On the role of music in her life

Another thing that I learned from my parents, who had pretty difficult, challenging lives, to put it mildly: I saw my parents use music to survive. They had to have that music. My mom had to sing and my dad had to go to church and he had to hear that music washing over him and through him. It wasn't a, "Oh, this is nice"; it was a, "I'm not going to make it if I don't have that." So I've felt that that's my job. That's how I think of what I do. I have to give people that lifeline, you know, that I saw my parents reach out for, and that I was taught to reach out for, and so that's what I aim to do. And I guess I don't feel like I can do that without that connection to the spirit.

YouTube

On doing a duet with her mother for the gospel song 'Higher Ground'

It had been my mom's dream to go off and be a singer in Nashville ... and keep in mind, my mom was born in 1918, so we're going way back there. She never made it, married my dad and had a bunch of kids instead. But [when] I did my first record, I brought her to Nashville and we got in the studio and I wanted her to sing that song with me. And the original plan was that she would harmonize with me — which, I don't know, the producer, everybody thought, that's how this should go, it's my record. So we get in there, we did that a bunch of times. Oh, it was just awful, it was awful. It just wouldn't work. Mom couldn't get with it, and we decided to just give up on it. We didn't say that, but we stopped and we were starting to leave the room, all the players were leaving, and my mom grabbed the lyrics. She said, "Let's get on in there," and she told the piano player what key to play it in. And she did the song, and we just followed her, and at the end, I don't know if you can hear it, but at the end, she says, "Now that was my key."

On leaving the church when she was 16

For a long time when I was growing up ... I made it my job to try to get my school friends saved. I thought, "Could there be any other priority?" I mean, if my friends are going to burn in the fiery furnace, how can I be thinking of anything else? I can't eat my lunch. So I took that really seriously, and I remember one day asking somebody at the church, "Well, I need some New Testaments to give to all the kids at school. That'll help them stay out of the fiery furnace," and I remember ... the person I asked kind of smiled at me ... like, "Oh, cute little kid," and I realized, you don't believe this stuff.
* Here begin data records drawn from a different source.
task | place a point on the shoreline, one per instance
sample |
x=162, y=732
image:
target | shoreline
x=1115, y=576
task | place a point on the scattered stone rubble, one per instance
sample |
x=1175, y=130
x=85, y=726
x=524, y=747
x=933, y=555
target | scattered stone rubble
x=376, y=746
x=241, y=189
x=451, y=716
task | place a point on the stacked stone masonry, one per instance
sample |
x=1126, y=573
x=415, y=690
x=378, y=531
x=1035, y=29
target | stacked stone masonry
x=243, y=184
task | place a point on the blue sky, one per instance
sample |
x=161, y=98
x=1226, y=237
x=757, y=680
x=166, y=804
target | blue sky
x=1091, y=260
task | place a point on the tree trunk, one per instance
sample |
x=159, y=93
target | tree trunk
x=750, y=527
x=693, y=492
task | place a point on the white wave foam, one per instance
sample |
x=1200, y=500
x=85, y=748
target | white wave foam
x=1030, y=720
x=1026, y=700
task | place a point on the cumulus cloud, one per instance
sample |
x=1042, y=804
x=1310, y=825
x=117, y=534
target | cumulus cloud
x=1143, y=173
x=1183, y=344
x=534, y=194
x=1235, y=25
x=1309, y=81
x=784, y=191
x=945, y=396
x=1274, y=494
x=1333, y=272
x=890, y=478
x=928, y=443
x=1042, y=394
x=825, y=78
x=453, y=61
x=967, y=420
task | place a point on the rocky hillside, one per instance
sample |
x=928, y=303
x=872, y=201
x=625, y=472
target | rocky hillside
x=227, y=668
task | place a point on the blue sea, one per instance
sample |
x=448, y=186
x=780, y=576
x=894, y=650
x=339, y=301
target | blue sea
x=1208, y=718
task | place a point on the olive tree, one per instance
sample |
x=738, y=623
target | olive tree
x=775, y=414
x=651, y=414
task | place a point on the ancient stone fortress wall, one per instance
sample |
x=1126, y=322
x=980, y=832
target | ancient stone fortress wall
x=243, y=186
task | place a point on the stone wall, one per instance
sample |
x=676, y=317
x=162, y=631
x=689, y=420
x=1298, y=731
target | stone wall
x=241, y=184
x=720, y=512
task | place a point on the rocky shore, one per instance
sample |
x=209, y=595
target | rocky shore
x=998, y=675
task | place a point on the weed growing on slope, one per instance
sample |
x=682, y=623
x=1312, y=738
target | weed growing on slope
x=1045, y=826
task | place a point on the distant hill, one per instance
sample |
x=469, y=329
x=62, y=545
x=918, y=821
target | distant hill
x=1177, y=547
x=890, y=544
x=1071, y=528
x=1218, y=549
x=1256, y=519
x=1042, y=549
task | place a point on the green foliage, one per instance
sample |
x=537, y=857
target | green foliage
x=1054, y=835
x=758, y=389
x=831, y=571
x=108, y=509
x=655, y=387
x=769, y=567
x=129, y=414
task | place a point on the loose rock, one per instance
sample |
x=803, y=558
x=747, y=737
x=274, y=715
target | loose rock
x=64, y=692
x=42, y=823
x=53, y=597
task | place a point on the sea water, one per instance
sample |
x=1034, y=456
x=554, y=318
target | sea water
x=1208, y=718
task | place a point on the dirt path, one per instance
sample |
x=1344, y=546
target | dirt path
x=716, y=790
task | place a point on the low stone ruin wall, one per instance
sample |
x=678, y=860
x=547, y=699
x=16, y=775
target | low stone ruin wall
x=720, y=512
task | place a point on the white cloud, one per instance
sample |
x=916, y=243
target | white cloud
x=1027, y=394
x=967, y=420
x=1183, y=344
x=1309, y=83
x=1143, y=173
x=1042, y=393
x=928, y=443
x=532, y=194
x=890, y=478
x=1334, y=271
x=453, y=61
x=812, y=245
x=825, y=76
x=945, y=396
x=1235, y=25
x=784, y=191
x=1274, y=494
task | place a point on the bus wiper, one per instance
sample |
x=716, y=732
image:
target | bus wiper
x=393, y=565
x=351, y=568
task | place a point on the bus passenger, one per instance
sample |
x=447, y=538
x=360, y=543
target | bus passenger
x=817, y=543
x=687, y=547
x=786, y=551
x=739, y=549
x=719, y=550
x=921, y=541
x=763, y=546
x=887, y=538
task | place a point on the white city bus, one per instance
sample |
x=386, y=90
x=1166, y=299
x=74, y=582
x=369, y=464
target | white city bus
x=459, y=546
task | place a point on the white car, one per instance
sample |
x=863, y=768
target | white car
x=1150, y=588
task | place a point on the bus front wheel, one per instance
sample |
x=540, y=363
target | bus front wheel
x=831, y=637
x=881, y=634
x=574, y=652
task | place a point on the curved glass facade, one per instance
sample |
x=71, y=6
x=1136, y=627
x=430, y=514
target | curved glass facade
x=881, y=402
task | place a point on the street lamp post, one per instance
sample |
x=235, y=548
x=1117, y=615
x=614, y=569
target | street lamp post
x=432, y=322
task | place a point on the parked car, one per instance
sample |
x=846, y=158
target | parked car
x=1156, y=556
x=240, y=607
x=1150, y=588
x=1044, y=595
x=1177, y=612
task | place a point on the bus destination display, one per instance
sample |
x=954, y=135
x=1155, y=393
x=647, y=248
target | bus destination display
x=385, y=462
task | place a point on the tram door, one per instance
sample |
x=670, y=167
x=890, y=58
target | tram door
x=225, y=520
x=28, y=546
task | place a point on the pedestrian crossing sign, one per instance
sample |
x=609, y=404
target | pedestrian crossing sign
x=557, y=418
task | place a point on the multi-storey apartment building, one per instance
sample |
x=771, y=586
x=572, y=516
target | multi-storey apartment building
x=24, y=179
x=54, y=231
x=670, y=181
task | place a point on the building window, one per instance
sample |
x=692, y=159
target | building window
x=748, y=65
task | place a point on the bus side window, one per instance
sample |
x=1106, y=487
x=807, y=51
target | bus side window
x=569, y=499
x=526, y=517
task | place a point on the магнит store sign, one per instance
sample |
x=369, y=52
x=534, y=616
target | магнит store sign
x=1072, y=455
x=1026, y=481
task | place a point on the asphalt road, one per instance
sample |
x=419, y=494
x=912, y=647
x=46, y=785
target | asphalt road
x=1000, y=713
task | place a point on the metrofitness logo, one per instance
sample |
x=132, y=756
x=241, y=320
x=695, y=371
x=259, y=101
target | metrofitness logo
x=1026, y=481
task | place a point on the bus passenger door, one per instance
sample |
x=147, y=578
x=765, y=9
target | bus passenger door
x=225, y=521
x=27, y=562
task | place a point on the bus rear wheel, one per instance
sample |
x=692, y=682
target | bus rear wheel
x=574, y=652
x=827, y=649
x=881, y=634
So there was a lot of little things like that along the way that started heading me into another direction. And by the time I was 16, I didn't believe that story, that there was all this separation between me and all these other people in the world just because they didn't claim Jesus Christ as their personal savior. I didn't buy it, and I have to say, it wasn't my choice to not buy it, because it meant having to leave the church.

YouTube

On writing her first song, 'Our Town'

I remember passing through this little town that was your typical dead town there in the Midwest, a lot of boarded-up windows, little white buildings with peeling paint, all the life had gone right on out of it. And that was the first time in my life that I felt a song coming on like it wasn't just me trying to make something happen. It felt very different. I just started seeing all these visions of the life that had gone on there. So when I got down to my brother's house, I remember asking him if I could borrow his guitar, and I had promised I would bring it back on my next visit, and he was nice enough to let me. When I got home from that trip, it might've been a day or two later, I remember sitting down on the floor and I had had all those images in my mind. I guess my brain had been working ... on the trip, and next thing you know, this song came out, and it came out just exactly as it is now. It's one of those rare [songs] for me that I didn't have to fool around with or change. It was just there, and it was my first song.